Employee Time to Value

A recent brief titled The Future of Both In-Office and Frontline Work Demands Contextual Training and Faster Time to Value for Employees by 451 Research, part of S&P Global Market Intelligence, presents research findings on what it calls “employee time to value,” which is the amount of time it takes from onboarding a new employee to when the employee achieves an optimal level of productivity.

The brief tells us that “42% of new employees take six months or longer to add value at work, while 12% take a year or more, according to 451 Research’s Voice of the Enterprise: Workforce Productivity & Collaboration, Employee Lifecycle & HR 2020 survey.” If this seems like a long time, well, it is. Imagine an employee who costs $100,000 annually to employ—based on salary, benefits, and other costs—taking a year to provide value to the organization. That’s a $100,000 upfront investment that will be lost if that employee decides to take on a new job.

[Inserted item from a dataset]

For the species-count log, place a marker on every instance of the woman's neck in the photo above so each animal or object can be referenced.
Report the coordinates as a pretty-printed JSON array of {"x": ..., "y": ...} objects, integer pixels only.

Early Training Investments Pay Dividends

Investing early on in robust, effective training can shorten a company’s average time to value and more than make up for the costs of that upfront training. The problem is that many companies try to get employees to work as soon as possible and either drag out their training or only provide the bare minimum.

While every business has time constraints and employers may genuinely need someone who can hit the ground running, it’s worth considering if it’s possible to frontload that training a bit more to speed up a new hire’s transition to a source of genuine value.